A: There will be winners and losers. The question is: Did you have the ability to adapt, or did you get caught like a dinosaur?

Q. Interestingly, there’s been an explosion of new businesses forming–even new restaurants. Why is this happening? Are we too optimistic?

A: The U.S. needs entrepreneurship. That’s the encouraging part. Some people are doing it as a way to survive, because they’re out of a job.

Is it too optimistic? It all comes down to the business plan. You’ve got to have a foundationally solid business plan to launch a successful business. With a lot of start-up companies, the founder will have a good idea, but may not be able to operate a business. Or the founder doesn’t know when to bring in other talent.

A new business must have a mission and a plan. You’ve got to know when you need help.

We will come out of the pandemic with some things that will be better in our lives. Other things will disappear.

Successful businesses have creative friction. There will be new opportunities depending on how we come out of this pandemic. Think about the money that was made from masks. Masks are the new iPhone case. Think about the people who realized that and the money made from selling custom masks. The people who adapt will see the opportunity. It’s interesting to see how many companies will really understand it.

There are fewer jobs now. The good news is, there’s a much more efficient environment with less risk, but the problem is that’s where the jobs disappear.

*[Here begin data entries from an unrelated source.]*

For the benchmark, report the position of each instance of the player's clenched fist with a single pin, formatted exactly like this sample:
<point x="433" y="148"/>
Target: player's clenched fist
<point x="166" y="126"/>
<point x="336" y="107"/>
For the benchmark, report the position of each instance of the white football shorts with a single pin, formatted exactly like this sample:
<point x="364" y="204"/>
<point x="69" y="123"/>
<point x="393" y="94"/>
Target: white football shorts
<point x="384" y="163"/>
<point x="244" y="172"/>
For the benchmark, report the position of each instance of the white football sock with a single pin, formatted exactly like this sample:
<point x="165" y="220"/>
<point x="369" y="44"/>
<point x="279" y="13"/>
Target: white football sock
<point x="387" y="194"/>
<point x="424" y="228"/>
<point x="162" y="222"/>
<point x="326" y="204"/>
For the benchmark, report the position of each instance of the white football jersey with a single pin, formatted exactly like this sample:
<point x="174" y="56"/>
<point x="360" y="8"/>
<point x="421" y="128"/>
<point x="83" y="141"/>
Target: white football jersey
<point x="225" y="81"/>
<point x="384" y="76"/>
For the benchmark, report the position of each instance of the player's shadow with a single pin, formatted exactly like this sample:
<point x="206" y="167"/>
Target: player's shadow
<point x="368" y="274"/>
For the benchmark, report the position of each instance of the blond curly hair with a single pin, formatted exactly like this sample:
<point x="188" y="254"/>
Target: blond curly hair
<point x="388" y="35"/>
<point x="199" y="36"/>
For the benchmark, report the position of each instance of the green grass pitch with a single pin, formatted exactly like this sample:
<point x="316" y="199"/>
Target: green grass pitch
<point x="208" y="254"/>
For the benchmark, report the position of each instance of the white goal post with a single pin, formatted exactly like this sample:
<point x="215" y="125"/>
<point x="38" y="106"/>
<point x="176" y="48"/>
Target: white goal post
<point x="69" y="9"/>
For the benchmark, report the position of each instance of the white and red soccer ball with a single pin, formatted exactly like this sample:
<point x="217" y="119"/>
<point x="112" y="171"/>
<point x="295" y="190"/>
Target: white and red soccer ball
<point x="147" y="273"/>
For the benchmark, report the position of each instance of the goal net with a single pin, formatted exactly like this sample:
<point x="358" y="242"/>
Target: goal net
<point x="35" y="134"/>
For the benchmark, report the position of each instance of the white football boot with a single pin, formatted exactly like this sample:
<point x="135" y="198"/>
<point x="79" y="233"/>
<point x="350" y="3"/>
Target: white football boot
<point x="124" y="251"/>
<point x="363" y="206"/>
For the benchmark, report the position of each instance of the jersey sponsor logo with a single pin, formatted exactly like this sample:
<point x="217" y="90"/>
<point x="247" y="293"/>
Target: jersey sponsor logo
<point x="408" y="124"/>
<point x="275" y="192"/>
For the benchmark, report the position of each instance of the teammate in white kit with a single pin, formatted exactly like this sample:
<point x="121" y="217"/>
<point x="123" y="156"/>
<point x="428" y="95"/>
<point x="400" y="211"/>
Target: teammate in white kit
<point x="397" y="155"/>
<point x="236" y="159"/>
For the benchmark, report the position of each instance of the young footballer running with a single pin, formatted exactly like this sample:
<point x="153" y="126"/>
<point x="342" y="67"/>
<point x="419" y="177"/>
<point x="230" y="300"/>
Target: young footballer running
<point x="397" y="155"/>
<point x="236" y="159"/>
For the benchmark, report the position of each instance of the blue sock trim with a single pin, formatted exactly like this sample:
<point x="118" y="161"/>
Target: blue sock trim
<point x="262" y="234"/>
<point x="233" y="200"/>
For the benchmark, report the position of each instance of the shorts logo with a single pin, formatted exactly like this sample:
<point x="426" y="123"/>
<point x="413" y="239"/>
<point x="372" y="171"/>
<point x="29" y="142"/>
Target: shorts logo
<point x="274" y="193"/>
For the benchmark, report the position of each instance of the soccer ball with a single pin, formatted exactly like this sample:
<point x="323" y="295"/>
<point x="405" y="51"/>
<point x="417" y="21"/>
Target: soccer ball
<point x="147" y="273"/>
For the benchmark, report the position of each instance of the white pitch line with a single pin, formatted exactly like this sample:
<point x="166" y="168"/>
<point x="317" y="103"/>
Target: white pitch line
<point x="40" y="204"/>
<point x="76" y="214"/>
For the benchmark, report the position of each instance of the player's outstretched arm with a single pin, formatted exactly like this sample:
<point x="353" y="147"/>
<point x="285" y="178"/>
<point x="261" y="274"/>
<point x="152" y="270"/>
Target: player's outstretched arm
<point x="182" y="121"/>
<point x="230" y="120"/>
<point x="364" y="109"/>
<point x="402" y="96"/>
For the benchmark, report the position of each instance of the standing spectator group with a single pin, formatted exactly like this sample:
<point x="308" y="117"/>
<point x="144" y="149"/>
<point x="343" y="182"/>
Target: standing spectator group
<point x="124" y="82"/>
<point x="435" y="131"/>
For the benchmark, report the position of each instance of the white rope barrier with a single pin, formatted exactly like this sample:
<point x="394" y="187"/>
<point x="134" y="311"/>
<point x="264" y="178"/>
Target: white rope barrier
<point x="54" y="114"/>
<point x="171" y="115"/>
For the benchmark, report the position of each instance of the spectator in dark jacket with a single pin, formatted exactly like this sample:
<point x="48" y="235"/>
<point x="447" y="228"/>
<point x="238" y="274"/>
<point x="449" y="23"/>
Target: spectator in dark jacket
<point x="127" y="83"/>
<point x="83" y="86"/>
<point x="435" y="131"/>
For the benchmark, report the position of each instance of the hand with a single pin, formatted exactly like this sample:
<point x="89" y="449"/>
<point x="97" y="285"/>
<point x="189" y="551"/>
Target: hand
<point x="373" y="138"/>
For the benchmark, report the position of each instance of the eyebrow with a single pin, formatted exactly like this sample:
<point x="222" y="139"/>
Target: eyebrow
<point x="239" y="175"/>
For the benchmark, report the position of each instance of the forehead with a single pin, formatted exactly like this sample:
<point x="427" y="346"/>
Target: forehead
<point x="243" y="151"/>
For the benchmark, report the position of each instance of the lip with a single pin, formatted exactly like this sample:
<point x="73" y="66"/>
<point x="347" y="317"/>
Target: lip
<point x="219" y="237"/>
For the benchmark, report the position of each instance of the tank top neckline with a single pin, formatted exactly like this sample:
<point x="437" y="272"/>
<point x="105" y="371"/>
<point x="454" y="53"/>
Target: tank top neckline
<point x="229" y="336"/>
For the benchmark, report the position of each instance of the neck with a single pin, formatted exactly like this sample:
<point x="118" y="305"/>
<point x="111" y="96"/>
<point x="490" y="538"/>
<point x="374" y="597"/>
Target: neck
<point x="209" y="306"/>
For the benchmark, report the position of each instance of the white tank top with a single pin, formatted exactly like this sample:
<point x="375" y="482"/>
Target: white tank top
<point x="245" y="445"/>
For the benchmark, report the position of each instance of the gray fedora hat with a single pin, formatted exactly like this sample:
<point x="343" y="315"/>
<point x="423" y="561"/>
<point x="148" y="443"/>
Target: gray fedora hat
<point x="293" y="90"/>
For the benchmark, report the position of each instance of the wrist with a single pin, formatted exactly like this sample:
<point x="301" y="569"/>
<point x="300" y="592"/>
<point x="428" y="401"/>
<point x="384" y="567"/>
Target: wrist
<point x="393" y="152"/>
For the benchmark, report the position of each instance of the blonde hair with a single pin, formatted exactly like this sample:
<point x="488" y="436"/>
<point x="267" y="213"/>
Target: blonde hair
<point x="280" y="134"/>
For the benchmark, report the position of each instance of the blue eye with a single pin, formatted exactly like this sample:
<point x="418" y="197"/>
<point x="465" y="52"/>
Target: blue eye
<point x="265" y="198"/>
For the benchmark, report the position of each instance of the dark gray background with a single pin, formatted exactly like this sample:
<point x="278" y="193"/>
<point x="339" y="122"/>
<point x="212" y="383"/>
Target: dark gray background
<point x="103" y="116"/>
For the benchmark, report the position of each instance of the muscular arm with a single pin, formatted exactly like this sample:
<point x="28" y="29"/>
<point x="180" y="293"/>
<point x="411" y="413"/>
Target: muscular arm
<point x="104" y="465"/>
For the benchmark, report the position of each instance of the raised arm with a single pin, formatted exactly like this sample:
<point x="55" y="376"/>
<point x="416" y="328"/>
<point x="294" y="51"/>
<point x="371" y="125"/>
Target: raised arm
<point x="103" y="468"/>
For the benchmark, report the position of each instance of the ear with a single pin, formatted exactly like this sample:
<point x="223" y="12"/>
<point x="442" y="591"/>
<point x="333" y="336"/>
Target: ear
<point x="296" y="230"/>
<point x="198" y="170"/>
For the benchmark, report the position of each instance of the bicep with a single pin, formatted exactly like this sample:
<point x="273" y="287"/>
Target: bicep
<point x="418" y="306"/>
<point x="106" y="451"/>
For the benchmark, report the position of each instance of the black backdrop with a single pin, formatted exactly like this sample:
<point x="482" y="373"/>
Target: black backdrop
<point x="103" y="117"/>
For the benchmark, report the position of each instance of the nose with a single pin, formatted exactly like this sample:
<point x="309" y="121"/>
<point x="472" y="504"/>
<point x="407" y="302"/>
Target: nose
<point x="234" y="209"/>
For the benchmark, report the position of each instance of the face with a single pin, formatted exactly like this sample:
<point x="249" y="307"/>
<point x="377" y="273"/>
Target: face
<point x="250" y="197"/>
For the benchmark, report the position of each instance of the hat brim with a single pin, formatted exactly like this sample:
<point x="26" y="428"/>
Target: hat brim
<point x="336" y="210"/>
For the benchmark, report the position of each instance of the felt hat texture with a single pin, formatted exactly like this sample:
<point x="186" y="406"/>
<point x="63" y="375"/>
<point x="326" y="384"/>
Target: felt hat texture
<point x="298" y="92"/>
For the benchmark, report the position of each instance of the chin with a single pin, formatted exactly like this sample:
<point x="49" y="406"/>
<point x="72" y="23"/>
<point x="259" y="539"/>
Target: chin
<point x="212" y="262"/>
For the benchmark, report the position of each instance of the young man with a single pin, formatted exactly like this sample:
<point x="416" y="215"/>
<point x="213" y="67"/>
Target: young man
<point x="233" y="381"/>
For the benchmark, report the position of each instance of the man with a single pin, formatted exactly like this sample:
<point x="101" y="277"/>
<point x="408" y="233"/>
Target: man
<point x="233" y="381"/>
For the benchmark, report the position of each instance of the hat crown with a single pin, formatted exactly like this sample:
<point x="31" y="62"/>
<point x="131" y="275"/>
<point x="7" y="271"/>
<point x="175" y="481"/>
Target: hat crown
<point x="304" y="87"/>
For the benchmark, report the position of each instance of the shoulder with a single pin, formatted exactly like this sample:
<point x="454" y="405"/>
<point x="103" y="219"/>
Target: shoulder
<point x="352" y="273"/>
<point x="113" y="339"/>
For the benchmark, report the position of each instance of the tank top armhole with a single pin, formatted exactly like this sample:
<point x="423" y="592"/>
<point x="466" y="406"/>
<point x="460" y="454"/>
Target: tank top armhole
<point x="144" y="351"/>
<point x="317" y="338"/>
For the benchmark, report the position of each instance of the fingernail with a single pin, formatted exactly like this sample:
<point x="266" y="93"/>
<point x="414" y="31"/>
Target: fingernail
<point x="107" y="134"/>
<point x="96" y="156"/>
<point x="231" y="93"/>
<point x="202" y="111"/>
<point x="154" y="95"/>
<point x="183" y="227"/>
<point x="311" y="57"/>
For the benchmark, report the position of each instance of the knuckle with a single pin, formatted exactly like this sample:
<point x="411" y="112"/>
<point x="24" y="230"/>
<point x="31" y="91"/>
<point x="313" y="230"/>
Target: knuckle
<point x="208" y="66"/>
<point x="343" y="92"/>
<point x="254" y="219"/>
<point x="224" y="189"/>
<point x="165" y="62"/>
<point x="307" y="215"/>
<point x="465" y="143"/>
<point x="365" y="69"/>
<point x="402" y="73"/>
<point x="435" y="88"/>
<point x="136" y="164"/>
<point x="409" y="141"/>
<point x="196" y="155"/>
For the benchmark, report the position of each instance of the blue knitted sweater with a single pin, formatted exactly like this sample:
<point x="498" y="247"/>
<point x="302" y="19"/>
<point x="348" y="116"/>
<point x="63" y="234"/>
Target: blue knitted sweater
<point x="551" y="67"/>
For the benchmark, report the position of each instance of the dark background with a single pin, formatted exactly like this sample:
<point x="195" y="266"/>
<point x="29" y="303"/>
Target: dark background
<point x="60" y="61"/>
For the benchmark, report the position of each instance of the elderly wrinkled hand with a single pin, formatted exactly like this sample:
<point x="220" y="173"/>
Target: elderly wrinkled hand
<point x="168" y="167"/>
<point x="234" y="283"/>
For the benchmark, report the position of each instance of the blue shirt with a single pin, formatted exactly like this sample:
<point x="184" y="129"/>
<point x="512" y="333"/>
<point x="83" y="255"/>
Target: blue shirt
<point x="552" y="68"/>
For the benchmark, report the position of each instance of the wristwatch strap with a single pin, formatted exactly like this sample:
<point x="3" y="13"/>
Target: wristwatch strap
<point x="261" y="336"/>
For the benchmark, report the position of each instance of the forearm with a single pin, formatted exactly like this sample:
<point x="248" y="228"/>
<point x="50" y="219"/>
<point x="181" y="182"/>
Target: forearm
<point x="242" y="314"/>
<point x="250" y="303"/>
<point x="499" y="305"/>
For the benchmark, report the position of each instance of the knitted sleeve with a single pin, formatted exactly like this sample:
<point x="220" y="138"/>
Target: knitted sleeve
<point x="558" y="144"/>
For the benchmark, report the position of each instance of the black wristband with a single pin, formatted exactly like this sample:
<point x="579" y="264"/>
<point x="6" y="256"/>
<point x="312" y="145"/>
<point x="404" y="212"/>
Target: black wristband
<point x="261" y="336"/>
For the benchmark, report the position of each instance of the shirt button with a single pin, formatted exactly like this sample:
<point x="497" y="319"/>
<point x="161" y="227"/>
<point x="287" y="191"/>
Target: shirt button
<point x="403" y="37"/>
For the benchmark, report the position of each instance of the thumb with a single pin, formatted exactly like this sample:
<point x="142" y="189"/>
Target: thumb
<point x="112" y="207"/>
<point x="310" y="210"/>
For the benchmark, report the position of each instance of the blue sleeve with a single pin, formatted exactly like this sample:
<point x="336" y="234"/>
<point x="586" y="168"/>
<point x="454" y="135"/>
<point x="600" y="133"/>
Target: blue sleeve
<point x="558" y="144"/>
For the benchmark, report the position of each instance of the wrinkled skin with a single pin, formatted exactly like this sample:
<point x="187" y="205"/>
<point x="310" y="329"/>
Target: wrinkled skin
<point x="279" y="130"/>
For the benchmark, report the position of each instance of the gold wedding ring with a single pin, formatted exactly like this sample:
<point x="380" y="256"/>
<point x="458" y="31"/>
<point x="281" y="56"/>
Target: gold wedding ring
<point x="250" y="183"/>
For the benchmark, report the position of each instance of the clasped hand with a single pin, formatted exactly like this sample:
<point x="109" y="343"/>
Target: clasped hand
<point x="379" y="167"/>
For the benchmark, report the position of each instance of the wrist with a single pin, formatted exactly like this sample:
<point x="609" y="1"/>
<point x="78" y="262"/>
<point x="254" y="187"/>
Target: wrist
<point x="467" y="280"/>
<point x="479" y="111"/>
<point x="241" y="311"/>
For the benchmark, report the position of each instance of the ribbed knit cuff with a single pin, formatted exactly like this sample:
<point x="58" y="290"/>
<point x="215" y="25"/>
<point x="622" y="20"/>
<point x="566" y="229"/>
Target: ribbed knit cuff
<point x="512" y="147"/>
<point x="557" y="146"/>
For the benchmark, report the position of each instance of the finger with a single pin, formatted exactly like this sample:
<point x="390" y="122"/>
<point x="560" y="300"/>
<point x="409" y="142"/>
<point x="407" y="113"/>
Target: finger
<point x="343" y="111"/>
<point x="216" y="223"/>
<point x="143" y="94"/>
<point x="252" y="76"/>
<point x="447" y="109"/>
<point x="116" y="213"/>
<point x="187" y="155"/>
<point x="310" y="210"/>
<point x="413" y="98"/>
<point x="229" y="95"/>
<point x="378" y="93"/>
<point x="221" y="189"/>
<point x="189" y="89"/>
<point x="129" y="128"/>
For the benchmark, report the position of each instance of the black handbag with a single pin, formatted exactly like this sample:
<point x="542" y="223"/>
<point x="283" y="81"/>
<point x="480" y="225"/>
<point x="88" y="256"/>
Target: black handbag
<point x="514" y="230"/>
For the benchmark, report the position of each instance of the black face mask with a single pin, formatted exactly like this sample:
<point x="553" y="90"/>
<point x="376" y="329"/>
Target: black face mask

Q. Talk about changes to the sales operation.

A. The way we sell has been changed forever. It’s going to be mostly video based. And even if it is in-person, it will be a small team allowed to be there. It will come down to a company’s ability to articulate the problem it’s solving and the value proposition they have for the customer.

I don’t think business travel will ever be the same. Before this, people would say it’s critical to be on the road. I talk to these same guys now and they will never do it again. I won’t. I was the classic guy– I would have a two-day trip for a one-hour meeting. Now I think: Why would I ever do that again? I’m more productive now, not spending three to four hours in airports.

Companies will say that going back to those pre-Covid ways doesn’t make sense economically. They can reduce the footprint from a real estate standpoint. That includes the rent, the supplies, the coffee, the equipment. Their T & E went to near zero. There’s a whole new set of expectations.

Some people, some companies, will figure out how to do it. There’s only one way to get to digital transformation. You’ve got to convince the consumer of the benefits of digital transformation. It was the same thing with going paperless. At first it was like, “Hey save a tree,” but that only convinced some consumers, and then it was like, “I’ll give you $5 off…” But nothing changed consumer behavior the way Covid did.

Q. Post-pandemic, does any of this return to the way it was before?

A. The only way it goes back is for something like experiential travel. Companies that create the travel experience are what people will be searching for. During these times, people have been hiking and going to state parks. They will want to travel more after this is all said and done but the destinations will matter.

Q: Any final words of advice?

A: If you’re in a business and you have financial pressures, you need to focus on the differentiators, and the only way to do that is to get rid of the noise.

People need to realize that what they think is necessary may not be, and the fact that they’re spending time on it is taking them away from being able to compete in the new world. The fact that you’re spending time on CFsis taking time away from you handling the critical things and moving your business forward. And, by the way, your competitors aren’t wasting their time. Every dollar and resource spent on CFs that you could outsource is taking away from your ability to invest in the changing new world.